- Born: Miguel Peraza Menendez September 29, 1959 Mexico City, Mexico
- Education: Andrés Peraza (father)
- Known for: Sculpture, drawing, printmaking
- Awards: Ariel, Race for the Universe

= Miguel Peraza =

Mexican self-taught sculptor (born 1959)

Miguel Peraza (born September 29, 1959) is a Mexican self-taught sculptor. His production consists of about 300 works of small format and 34 monumental works, with many monuments along Mexico and Colombia, mainly in universities.
Throughout his career he has demonstrated mastery of materials, regardless of the size of his sculptures, and covering many topics.

==Life and work==
Peraza was born in Mexico City.

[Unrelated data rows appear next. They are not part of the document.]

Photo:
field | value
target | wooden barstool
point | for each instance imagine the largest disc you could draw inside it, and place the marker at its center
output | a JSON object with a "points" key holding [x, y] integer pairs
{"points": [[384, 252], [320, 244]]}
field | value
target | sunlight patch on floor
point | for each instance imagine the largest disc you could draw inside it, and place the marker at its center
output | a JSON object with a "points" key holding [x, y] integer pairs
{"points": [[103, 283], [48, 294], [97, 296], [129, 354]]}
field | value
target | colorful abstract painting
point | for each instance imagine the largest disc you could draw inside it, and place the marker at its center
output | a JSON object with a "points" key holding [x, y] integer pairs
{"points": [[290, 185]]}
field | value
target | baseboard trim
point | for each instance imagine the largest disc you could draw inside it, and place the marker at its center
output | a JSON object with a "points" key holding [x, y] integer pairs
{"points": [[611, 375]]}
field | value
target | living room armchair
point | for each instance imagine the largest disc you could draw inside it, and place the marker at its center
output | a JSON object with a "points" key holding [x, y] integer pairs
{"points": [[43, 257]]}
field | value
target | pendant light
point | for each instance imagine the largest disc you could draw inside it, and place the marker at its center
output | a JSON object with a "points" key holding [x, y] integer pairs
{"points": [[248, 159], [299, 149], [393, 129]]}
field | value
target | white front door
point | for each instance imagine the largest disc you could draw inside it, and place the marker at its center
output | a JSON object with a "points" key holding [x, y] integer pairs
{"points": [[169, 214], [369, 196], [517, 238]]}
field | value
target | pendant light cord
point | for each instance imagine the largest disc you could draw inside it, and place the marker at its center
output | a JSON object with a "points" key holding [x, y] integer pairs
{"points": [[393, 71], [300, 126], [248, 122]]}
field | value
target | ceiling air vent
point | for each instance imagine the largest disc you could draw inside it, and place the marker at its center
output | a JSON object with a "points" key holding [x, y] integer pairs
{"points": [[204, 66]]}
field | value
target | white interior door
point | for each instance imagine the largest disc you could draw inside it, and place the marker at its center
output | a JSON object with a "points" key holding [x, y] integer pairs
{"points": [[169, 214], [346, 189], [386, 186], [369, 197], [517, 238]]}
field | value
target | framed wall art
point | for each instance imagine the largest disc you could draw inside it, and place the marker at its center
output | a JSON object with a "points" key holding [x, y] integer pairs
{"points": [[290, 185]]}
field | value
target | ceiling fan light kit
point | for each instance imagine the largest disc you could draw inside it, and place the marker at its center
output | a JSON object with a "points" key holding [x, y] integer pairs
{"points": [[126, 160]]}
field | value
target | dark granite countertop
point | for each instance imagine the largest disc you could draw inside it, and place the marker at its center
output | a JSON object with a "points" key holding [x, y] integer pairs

His first sculpture was made back in 1975. Since then, he has carved in different sizes and materials, such as bronze, marble, wood, stainless steel, and others.

He has participated in 28 individual and 2 group exhibitions, displaying his sculptural proposal in several countries such as Colombia, Chile, Costa Rica, United States, France, Belgium, Netherlands, and Mexico.

Throughout his life he has gathered his artistic expression, teachings and publishing.

He has lectured more than 5 conferences in the United States, Colombia, Costa Rica, Chile, and Mexico.

He is a specialist in the following subjects: The Art of Art Marketing, Problems of Space, Theory of Color, as well as the Treatment and History of Sculpture.

His career has developed intimately with universities.
One of his main concerns is to show the importance of art in higher education by proposing to include it as part of the occupational skills and technique
==Publications==

He is co-author of "The Art of Art Marketing" (Editorial Plus, 1990).